Écologie poétique-critique de l'économie de la connaissance ou comment inventer une ethnographie littéraire contre-éducative
Abstract
Ce travail cherche à circonscrire le problème de la force que pose un acte d’écriture qui se saisirait sous la forme d’un geste. Le biais spécifique des études littéraires est de désincorporer la relation entre une œuvre et sa situation. Ce biais a la fâcheuse tendance de désamorcer le contexte d’action et, par voie de conséquence de le rendre insaisissable. Pour examiner la formation du geste verbal, des échantillons tirés des oeuvres de Jean-Marie Gleize et de Charles Olson, les pictographes Ojibwe et les travaux en contre-éducation des sociologues Stein et Miller nous aideront à reconstituer les conditions de possibilité du geste.
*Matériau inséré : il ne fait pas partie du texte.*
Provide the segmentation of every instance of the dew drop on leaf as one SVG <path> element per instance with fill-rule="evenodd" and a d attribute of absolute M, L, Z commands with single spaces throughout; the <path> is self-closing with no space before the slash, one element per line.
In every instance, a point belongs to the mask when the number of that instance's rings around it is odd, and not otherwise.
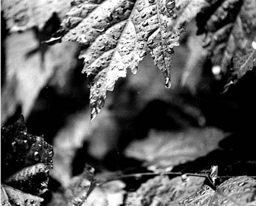
<path fill-rule="evenodd" d="M 114 91 L 115 88 L 115 83 L 111 83 L 108 87 L 107 87 L 107 90 L 109 91 Z"/>
<path fill-rule="evenodd" d="M 12 151 L 13 152 L 16 152 L 16 149 L 17 149 L 17 146 L 16 146 L 16 142 L 13 141 L 12 143 Z"/>
<path fill-rule="evenodd" d="M 147 52 L 145 51 L 141 51 L 140 53 L 140 57 L 142 58 L 147 55 Z"/>
<path fill-rule="evenodd" d="M 167 0 L 165 4 L 165 6 L 169 9 L 172 10 L 175 7 L 175 2 L 173 0 Z"/>
<path fill-rule="evenodd" d="M 39 152 L 36 151 L 34 153 L 34 159 L 36 161 L 38 161 L 39 160 L 40 156 L 39 156 Z"/>
<path fill-rule="evenodd" d="M 28 140 L 23 141 L 23 143 L 24 143 L 25 149 L 28 150 L 28 148 L 29 148 L 29 145 L 28 145 Z"/>
<path fill-rule="evenodd" d="M 131 68 L 131 71 L 132 72 L 132 73 L 133 74 L 137 74 L 137 72 L 138 72 L 138 67 L 136 67 L 136 66 L 132 67 Z"/>
<path fill-rule="evenodd" d="M 164 83 L 165 88 L 167 89 L 170 89 L 172 86 L 171 79 L 169 77 L 165 78 L 165 83 Z"/>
Dès lors que l’on constate que les gestes résonnent et s’articulent dans l’environnement social et institutionnel qui les a vu naître, il devient nécessaire d’enregistrer et d’analyser les mouvements mêmes de l’environnement. En testant l’amplitude du geste verbal, il n’est pas impossible d’appliquer et d’entraîner un mode de perception directe des actions qui sans cela resterait enfermé, selon le mode interprétatif littéraire usuel, dans une bibliothèque mentale. Radicale, pour ne pas dire orpheline, la critique pratique d’I.A. Richards est mobilisée et révisée au contact de la psychologie écologique de J.J. Gibson. Le démontage de la position réceptionniste de Fish sert de première étape vers une pratique interactionniste du geste verbal à la base d’une critique littéraire qui serait proprement écologique. Cet instrument écologique d’analyse s’inscrit en même temps dans un développement plus large qui est emprunté à la théorie de la communication canadienne (Innis, Frye, McLuhan, Grant) pour essayer d’ancrer une double question : comment arriver à être ici et maintenant ?
La compression de l’espace-temps universitaire – à l’intérieur et à l’extérieur de la salle de classe – et la spécialisation des ressources attentionnelles contraignent les agents dans la mise en scène de leurs rituels de mise en commun. La dernière étape de la recherche consiste à enregistrer et à comparer les modalités d’interaction de deux groupes : un groupe de littéraires d’un côté, et un groupe de médecins spécialisés en médecine narrative de l’autre. Les déclencheurs de contexte singuliers que sont Denis Roche, le modèle de photos érotiques Margot et Williams Carlos Williams permettent d’extraire les incapacités entraînées des groupes et d’observer des éléments appartenant à la matrice du conditionnement mythologique que renforce l’université néolibérale.